On April 30, 2019, the Department of Justice (DOJ) Criminal Division published new guidance for corporate compliance programs. The new guidance (Updated Compliance Guidance) updates a prior guidance document providing factors that prosecutors should consider when evaluating the effectiveness of compliance programs for determining how to prosecute or resolve corporate criminal enforcement actions. Compliance program effectiveness is a key variable DOJ takes into consideration when (1) making charging decisions and exercising prosecutorial discretion; (2) making sentencing recommendations, including calculating recommended fines; and (3) deciding whether to impose reporting requirements or appoint an outside compliance monitor as part of a corporate resolution. The Updated Compliance Guidance provides useful additional insights into prosecutors' assessment criteria when making such decisions.

Expansion on the 2017 Compliance Guidance

The new guidance, entitled: "Evaluation of Corporate Compliance Programs," updates and expands a prior version that the Criminal Division's Fraud Section released in February 2017 (2017 Compliance Guidance).1

While the Updated Compliance Guidance incorporates and addresses the same general issues and topics as the 2017 Compliance Guidance, the new document provides additional factors, in the form of questions, that prosecutors may consider when assessing cases, and an overall framework for that evaluation.

As with previous DOJ guidance documents—including the 2017 Compliance Guidance, the FCPA Resource Guide, the U.S. Sentencing Commission Guidelines Manual, and the "Principles of Federal Prosecution of Business Organizations" in the Justice Manual—the Updated Compliance Guidance emphasizes that prosecutors' assessments of compliance program effectiveness are not based on a checklist or formula; rather, prosecutors make individualized determinations based on companies' particular risk profiles and the measures they have undertaken to mitigate such risks. The Updated Compliance Guidance, however, gives companies a clearer and more comprehensive sense of DOJ's views on the design, implementation, and operation of effective compliance programs. Notably, in heavily regulated industries, such as healthcare and finance, DOJ continues to recommend that prosecutors refer to industry-specific regulations and agency guidance when assessing compliance program effectiveness.

Additional Clarity on DOJ's Expectations

The Updated Compliance Guidance organizes 12 topics under the three "fundamental questions" about compliance program effectiveness found in Section 9-28.000 of the Justice Manual:

  1. Is the program well designed?
  2. Is the program being implemented effectively?
  3. Does the compliance program work in practice?

Part I discusses best practices and expectations related to the design of compliance programs, specifically the identification, assessment, and definition of the risks facing a given company; the existence of appropriate compliance policies and procedures; tailored risk-based training and communications programs; confidential reporting structures and investigation processes; third-party due diligence and management; and due diligence and integration processes in the context of mergers and acquisitions.

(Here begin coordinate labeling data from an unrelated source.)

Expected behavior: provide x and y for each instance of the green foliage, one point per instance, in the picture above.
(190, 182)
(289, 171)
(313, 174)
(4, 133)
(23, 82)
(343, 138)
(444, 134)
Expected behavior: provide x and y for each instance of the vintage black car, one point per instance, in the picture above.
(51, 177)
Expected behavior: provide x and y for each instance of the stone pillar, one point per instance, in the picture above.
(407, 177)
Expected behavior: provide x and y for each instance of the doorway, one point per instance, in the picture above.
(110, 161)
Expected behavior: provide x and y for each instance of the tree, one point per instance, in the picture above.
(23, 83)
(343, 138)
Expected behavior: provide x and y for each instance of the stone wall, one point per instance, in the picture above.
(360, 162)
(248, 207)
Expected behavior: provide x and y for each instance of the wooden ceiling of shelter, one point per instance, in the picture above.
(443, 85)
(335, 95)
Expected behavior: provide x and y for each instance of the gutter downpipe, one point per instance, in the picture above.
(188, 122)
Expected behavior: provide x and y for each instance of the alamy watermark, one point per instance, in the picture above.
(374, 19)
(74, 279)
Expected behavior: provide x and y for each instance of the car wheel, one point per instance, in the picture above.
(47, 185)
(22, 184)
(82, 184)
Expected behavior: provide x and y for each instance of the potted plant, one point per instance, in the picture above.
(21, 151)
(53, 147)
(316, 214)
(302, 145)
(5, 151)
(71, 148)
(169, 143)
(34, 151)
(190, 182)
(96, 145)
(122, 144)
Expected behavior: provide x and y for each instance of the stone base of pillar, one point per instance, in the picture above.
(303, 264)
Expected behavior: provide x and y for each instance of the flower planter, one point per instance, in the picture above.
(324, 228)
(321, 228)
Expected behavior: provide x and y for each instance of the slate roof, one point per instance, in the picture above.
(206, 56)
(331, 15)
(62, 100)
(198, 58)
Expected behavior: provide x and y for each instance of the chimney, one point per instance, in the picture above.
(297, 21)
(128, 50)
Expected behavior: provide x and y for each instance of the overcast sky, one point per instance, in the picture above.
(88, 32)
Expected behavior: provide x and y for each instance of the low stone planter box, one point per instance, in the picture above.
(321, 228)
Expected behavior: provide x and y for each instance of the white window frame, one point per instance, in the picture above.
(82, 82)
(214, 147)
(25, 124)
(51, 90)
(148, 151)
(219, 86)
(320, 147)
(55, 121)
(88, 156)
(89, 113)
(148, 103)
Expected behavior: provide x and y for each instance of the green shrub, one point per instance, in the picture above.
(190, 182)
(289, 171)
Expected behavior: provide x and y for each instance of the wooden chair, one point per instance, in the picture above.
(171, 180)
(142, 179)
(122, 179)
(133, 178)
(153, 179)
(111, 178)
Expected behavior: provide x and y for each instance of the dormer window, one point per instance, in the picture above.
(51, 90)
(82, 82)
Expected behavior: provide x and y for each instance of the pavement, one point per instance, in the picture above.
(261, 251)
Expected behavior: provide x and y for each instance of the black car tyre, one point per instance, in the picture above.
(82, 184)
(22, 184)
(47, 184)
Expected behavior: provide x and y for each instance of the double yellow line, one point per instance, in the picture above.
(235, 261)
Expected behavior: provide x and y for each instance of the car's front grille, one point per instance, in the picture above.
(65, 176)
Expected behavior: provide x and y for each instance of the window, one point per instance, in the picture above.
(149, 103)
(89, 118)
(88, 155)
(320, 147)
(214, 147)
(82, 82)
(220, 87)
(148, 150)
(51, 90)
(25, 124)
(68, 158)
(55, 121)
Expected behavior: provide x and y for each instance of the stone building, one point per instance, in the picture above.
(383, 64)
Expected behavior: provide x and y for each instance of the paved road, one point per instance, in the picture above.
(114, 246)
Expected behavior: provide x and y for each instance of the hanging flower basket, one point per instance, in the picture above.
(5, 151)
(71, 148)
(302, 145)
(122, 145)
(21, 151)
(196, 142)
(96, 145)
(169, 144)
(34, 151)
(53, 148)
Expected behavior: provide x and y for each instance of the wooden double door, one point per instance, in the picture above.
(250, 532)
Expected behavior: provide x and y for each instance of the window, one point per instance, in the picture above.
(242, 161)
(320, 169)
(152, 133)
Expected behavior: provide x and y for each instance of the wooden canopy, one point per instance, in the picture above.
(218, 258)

Part II examines hallmarks of effective compliance program implementation, including commitment by senior and middle management to a culture of ethics and compliance with the law; the autonomy of and the sufficiency of resources for the compliance function; and the establishment of incentive structures to encourage compliance and disciplinary measures to deter noncompliance.

Finally, Part III details metrics that prosecutors should use to assess the adequacy and effectiveness of the compliance program in practice, exploring a program's capacity for continuous improvement, periodic testing, and review; the existence of mechanisms to investigate misconduct in a timely and thorough manner; and the company's ability to conduct a thorough root-cause analysis of underlying misconduct and take steps to remediate those root causes and prevent future misconduct.

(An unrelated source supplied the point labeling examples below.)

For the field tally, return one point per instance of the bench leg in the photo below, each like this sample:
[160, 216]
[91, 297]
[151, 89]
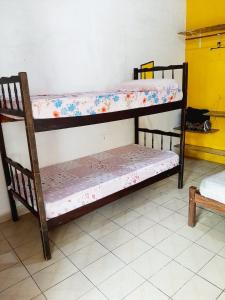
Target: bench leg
[12, 203]
[46, 245]
[192, 207]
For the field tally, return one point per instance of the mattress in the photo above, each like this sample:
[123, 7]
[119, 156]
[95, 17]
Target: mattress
[120, 98]
[70, 185]
[213, 187]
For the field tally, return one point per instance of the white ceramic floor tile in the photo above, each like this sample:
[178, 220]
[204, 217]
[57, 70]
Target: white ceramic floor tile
[174, 221]
[111, 210]
[146, 292]
[194, 258]
[220, 226]
[4, 246]
[39, 297]
[32, 248]
[222, 296]
[37, 262]
[193, 233]
[197, 289]
[161, 199]
[125, 217]
[64, 232]
[7, 260]
[210, 219]
[222, 252]
[213, 240]
[157, 214]
[93, 294]
[71, 245]
[12, 275]
[173, 245]
[139, 225]
[71, 288]
[90, 220]
[23, 238]
[171, 278]
[214, 271]
[88, 255]
[150, 263]
[103, 268]
[55, 273]
[103, 229]
[155, 234]
[131, 250]
[174, 204]
[115, 239]
[145, 206]
[121, 284]
[24, 290]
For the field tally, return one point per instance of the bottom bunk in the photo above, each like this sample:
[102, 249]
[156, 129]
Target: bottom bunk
[74, 184]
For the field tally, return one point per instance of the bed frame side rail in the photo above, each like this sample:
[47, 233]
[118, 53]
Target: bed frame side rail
[163, 70]
[162, 133]
[22, 185]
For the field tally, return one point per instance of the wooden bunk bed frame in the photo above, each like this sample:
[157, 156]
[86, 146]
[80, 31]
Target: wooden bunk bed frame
[19, 84]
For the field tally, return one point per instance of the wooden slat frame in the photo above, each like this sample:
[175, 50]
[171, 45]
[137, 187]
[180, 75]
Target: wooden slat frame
[33, 126]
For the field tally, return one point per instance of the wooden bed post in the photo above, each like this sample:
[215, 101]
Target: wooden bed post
[192, 207]
[30, 132]
[136, 119]
[7, 175]
[183, 125]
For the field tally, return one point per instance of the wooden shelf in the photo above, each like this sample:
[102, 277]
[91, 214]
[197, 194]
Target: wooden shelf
[204, 32]
[196, 131]
[203, 149]
[219, 114]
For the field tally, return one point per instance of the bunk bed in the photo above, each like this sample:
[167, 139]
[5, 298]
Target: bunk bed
[82, 185]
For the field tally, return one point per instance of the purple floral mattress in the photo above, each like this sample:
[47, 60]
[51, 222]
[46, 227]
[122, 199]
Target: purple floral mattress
[131, 95]
[72, 184]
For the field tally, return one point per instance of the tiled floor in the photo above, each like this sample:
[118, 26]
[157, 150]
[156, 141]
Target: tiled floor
[138, 248]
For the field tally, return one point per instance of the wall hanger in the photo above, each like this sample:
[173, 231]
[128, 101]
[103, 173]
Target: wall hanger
[219, 44]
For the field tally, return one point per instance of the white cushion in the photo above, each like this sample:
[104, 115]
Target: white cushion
[213, 187]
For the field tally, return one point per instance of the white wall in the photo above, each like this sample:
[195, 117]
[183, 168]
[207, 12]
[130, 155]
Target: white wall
[79, 46]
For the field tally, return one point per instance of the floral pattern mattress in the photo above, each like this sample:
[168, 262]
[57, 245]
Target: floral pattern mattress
[91, 103]
[72, 184]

For each topic addressed, the Updated Compliance Guidance includes a short introduction that explains its broader context and importance and cites, where appropriate, relevant sections from the Justice Manual and U.S. Sentencing Guidelines.

Twice the length of the 2017 Compliance Guidance, the Updated Compliance Guidance adds 61 new factors that both companies and prosecutors should consider when evaluating the design, implementation, and operation of compliance programs. These new factors, which span 29 different categories and are presented in question form, are included in an Appendix to this Advisory. For example, when discussing the form, content, and effectiveness of compliance training, the previous guidance directed companies and prosecutors to consider whether " [t]he training [has] been offered in the form and language appropriate for the intended audience? How has the company measured the effectiveness of the training?" The new guidance provides four additional factors for consideration:

  • Is the training provided online or in-person (or both), and what is the company's rationale for its choice?
  • Has the training addressed lessons learned from prior compliance incidents?
  • Have employees been tested on what they have learned?
  • How has the company addressed employees who fail all or a portion of the testing?

The new guidance also provides some examples of measures that companies might consider incorporating into their own compliance programs, such as giving employees case studies to address real-life scenarios as part of their training curriculum.

As Assistant Attorney General Brian Benczkowski stated in remarks delivered the same day the new guidance was released, the goal of the Updated Compliance Guidance is "to provide additional transparency in how [DOJ] will analyze a company's compliance program." He added that DOJ "hope[s] this updated version provides additional insight to both prosecutors and companies with respect to evaluation of compliance programs."

DOJ's Recent Focus on Corporate Compliance

The updated guidance is just the latest in a series of steps taken by DOJ in recent years to clarify its expectations for compliance programs and to emphasize the role that compliance plays in corporate criminal enforcement. In December 2017, the DOJ unveiled a revised Corporate Enforcement Policy for the US Foreign Corrupt Practices Act (FCPA) under which companies that self-disclose misconduct, cooperate with investigations, and strengthen their compliance programs can secure credit in enforcement actions and may even avoid prosecution;2 since 2018, DOJ's Criminal Division has been using that policy as guidance outside the FCPA context. In October 2018, AAG Benczkowski issued a memorandum explaining DOJ's position on the role of monitorships in corporate compliance and enforcement considerations. In a November 2018 speech, Deputy Assistant General Rod Rosenstein reiterated that one objective of DOJ's corporate enforcement policies is to "encourage companies to implement improved compliance programs." The importance of effective compliance programs has been a point of emphasis in for DOJ's Antitrust Division as well, as highlighted by AAG Makan Delrahim's speech the day after the updated guidance was released in which he confirmed that the Division was considering a "range of options" to "further encourage the adoption of robust compliance programs."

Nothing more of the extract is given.